How would you describe your hiring philosophy?

Treeview is a world-class team, and to maintain that standard we work exclusively with world-class talent. We do not have room for junior profiles in our core team. Our philosophy is to build a senior-only group of highly skilled engineers, designers, and technical leaders who can operate at the highest level of execution. In my experience, reaching world-class level usually happens when personal passion aligns closely with one’s professional role. That is something we try to understand deeply during the recruiting process. We look beyond technical skills and ask what truly drives someone, what they are obsessed with improving, and where they naturally push themselves beyond expectations. That alignment between passion and craft is what creates exceptional outcomes.

If you could give your younger students one piece of advice for starting in immersive technologies, what would it be?

Focus on building great things. When you build, pay attention to the details and make them excellent. Users may not see the details, but they can always feel them. Once you get great, you will always have people and organizations who want to work with you.

Are you concerned about the future of humanity in relation to the next wave of AI challenges?

AI is still such a new and complex topic that it is difficult to have a strong or absolute opinion. I tend to be an indefinite optimist when it comes to technology and innovation.

Beyond technology, what global issues are currently capturing your attention?

It feels like a very interesting and delicate moment in the geopolitical sphere.

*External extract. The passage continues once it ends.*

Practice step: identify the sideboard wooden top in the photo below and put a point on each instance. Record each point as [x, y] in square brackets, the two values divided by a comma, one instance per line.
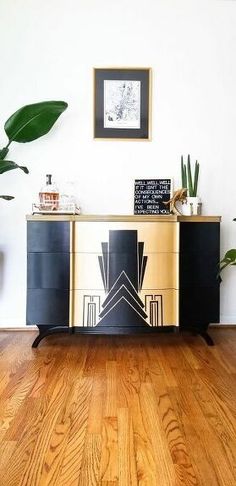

There are big shifts happening globally. I’m curious to see how the current geopolitical tensions evolve over the next few years.

If you could spend a long conversation with an author, artist, historical figure, or fictional character — who would it be, and what would you most want to understand about them?

If I could speak with anyone, it would be Leonardo da Vinci. I would want to understand how he achieved mastery across so many different domains like art, engineering, anatomy, and science. It feels like once you truly understand the principles of mastery, they can be applied anywhere.